Researchers at DataRobot thought it would be a fun exercise to pull all of the MLB data from the last few decades and have their AI figure out who will win the 2019 World Series.
SEE: Artificial intelligence: A business leader’s guide (free PDF) (TechRepublic Premium)
At the start of the playoffs, the AI predicted the Los Angeles Dodgers were most likely to win the pennant, followed closely by the Houston Astros. In the American League, DataRobot’s AI said the Houston Astros had a 40% probability of winning the American League, followed by the New York Yankees at 25% and Minnesota Twins at 18%.
For the National League, DataRobot gave the Los Angeles Dodgers a 47% chance of winning the title, far above the Atlanta Braves at 23% and the 13% chance given to both the Saint Louis Cardinals and Washington Nationals.
Most analysts had similar predictions, but as always few could predict the unexplainable nature of baseball’s playoff atmosphere. The Los Angeles Dodgers were shockingly knocked out of the playoffs by the Nationals and the Atlanta Braves were soundly beaten by the Cardinals, propelling both teams into the National League Championship.
DataRobot had better luck with the American League, where they correctly predicted that the Astros and Yankees would face off in the championship series.
The brains behind the AI prediction, DataRobot general manager for sports and gaming Andrew Engel, told TechRepublic the prediction was a natural extension of the work they already do with major league sports teams.
“Data has proven to be very influential and valued throughout the sports world as seen with the US Open, Wimbledon, and March Madness. But, who’s to really know how the playoffs will go?” Engel said. “The models we’ve built through DataRobot give us a better idea of how teams will fare this season, but there’s still plenty of room for surprises. This is what makes the world of sports analytics so exciting.”
For this project, Engel ran more than 20 years of MLB data through DataRobot to see, which team would be most likely to win the World Series.
The company’s AI was able to figure out each playoff team’s Elo rating and built models to predict, which teams would win each game. Statisticians use Elo ratings to determine the skill level of players within a system.

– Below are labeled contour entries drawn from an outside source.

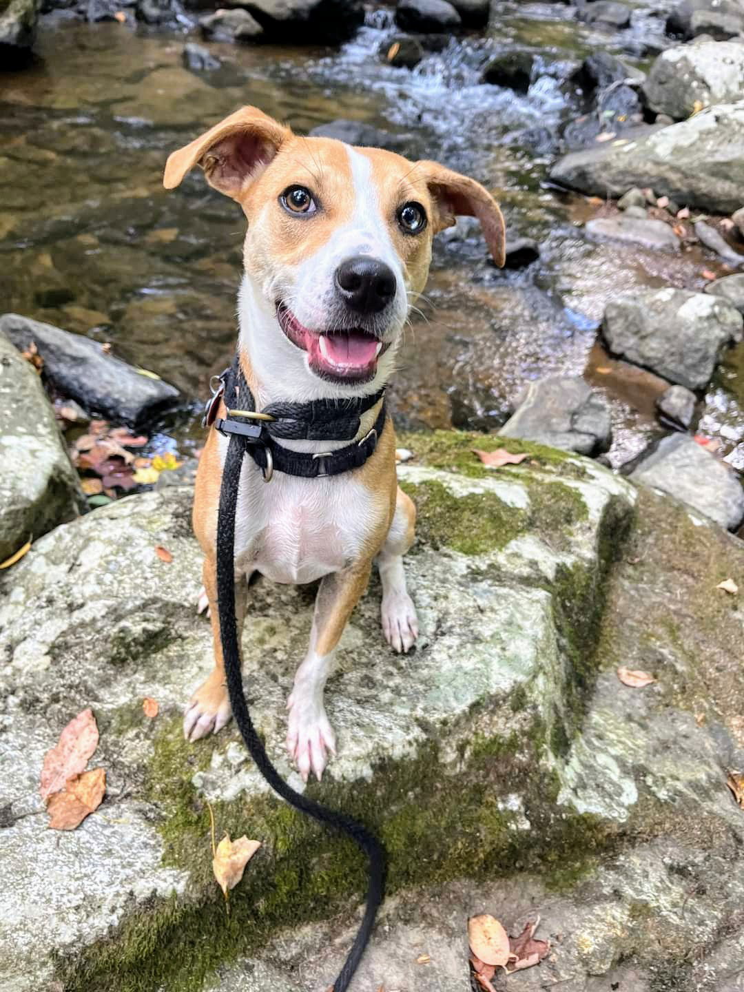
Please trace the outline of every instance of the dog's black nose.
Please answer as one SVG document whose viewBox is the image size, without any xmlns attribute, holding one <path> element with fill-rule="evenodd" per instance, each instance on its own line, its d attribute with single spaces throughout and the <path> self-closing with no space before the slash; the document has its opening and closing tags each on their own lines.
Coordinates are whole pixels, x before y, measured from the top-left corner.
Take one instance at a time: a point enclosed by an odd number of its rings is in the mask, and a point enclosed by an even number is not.
<svg viewBox="0 0 744 992">
<path fill-rule="evenodd" d="M 395 273 L 378 259 L 357 255 L 338 266 L 336 286 L 351 310 L 358 313 L 379 313 L 395 296 Z"/>
</svg>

The statistic was originally created for chess but quickly became useful for baseball.
In addition to Elo, Engel also used widely used baseball statistics like OPS+, WAR (by position), RAA, and others.
“DataRobot is an automated machine learning platform. So I can feed all of those historical games into DataRobot and churn through 70 different models and try to find the one that does the best job of predicting who can win a given game,” he said. “When you have that, you can create a model.”
Once Engel and his team created the kind of model that they thought produced accurate results, they played the simulation 100,000 times and tabulated how often each team won the World Series.
DataRobot already does a lot of work with individual teams and sports leagues like the MLB, NBA, and NHL, so this was a natural extension of what its AI usually tackles. The company helps teams in a variety of ways, ranging from predictions on young players to deeper understandings of fan behavior.
“DataRobot is a company that enables other companies to harness the power of AI by providing an enterprise AI software platform and services as a strategic advisor to drive AI adoption across business,” Engel said. “Part of why I made this is because I’m a sports fan and huge baseball fan. Historically, baseball is incredibly analytically driven. The use of data in the sport has been heavy since the beginning, so it was only fitting to use it now that we have tools to ingest lots of data.”
As with most predictions, it’s not perfect. Engel said the prediction can’t take into account things like home field advantage, pitching lineups, injuries, and star performances. After each round, he plans to redo the simulation to see who comes out on top.
And he will definitely need to redo his prediction considering the upsets that occurred this week.